I don't understand the desire for wireless power, when wires work so well.
George H.
People don't like wires. They'd love to buy into the beginning of a world where the wires are gone. Engineers like the upside of wires, others dislike the clutter & tangle, and dream of being above all that.
NT
They've already considered using microwaves to beam power from satellites to the earth. A bit larger scale than to your cell phone, but I don't think they have any real issues with the technology other than the perceived risk of the sat loosing positional lock and frying people on the ground. Clearly the perceived risk is higher than the real risk, but the real risk is not zero.
-- Rick C
I thought they proved that it wouldn't fry people, which means of course it never got funded.
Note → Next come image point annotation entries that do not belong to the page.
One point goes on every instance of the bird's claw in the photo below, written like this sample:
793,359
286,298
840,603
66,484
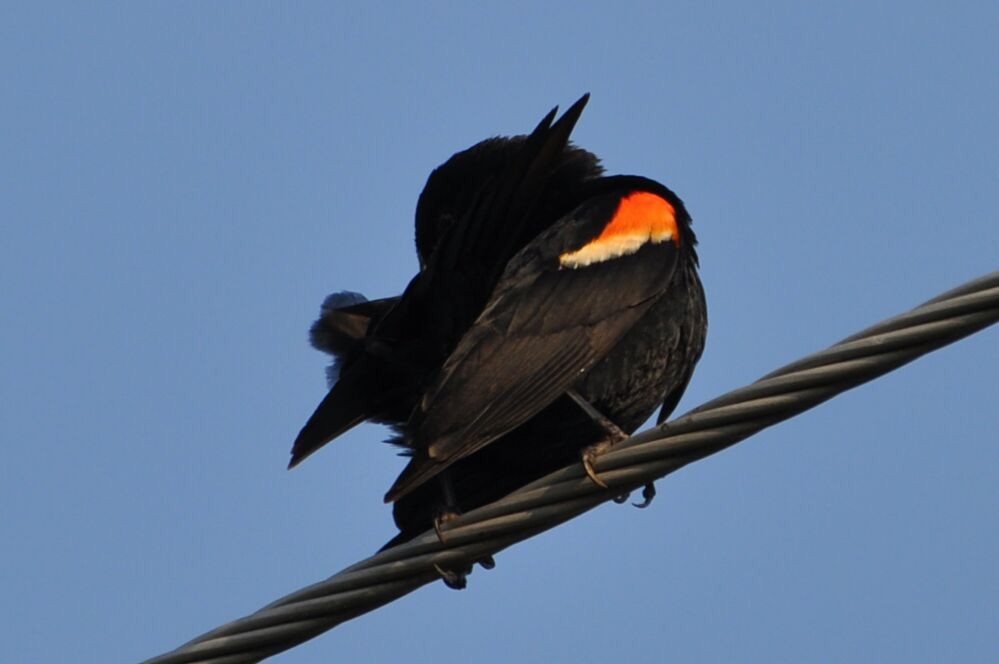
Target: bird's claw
453,580
589,454
648,495
440,520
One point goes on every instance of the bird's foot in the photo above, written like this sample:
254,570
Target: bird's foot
453,579
590,455
443,517
648,495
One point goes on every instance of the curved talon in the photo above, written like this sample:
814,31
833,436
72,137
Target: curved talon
588,456
452,579
439,521
648,495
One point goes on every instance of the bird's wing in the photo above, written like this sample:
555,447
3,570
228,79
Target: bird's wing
560,307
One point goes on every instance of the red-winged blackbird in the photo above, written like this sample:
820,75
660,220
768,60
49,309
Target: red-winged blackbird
554,310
If they proved that it would easily fry people and could be an effective weapon, they would have been given enough money to build it right away.
IIRC the power density at the ground station was supposed to be less than that of sunlight (1kW/m2) which is why they said it was safe, but then why not just cover the same area of ground where the antenna was going, with PV? I guess back in the 70s PV was much more expensive than antennas and much less efficient than microwave rectifiers, and so in cloudy places it might make sense (if money and launch energy were neglected).
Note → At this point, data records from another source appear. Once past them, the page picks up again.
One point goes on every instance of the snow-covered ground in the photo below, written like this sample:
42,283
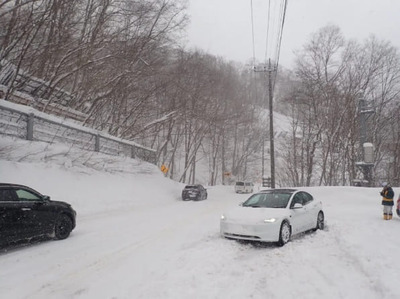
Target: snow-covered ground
135,238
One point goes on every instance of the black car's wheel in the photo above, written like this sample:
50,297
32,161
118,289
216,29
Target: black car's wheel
63,227
284,234
320,221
A more interesting thing (that I have seen videos of) is beaming power
*up* to a UAV.
Oh dear.
Well other than Rayleigh scattering and whatnot. Never might the sheer weight of the object in orbit.
-- Les Cargill
Will that ultrasonic thing power up toasters and vacuum cleaners and hair dryers?
-- John Larkin Highland Technology, Inc picosecond timing precision measurement jlarkin att highlandtechnology dott com http://www.highlandtechnology.com
It's easy to design with a small transmit antenna, which cannot have enough gain to reach dangerous ground-level intensity (diffraction limited, you know).
OH, that's easy: the generators above the atmosphere see MORE SUNLIGHT than anything on the ground (and wider spectrum), and one can make a rectifying antenna (rectenna) with very high efficiency (easily three times the efficiency of the best photovoltaics) and at very low cost. Factor of two on solar illumination, 100 on square meters/dollar, five on DC conversion: there's three orders of magnitude benefit.
As the other wise man said, "If he's so smart, why ain't he rich?"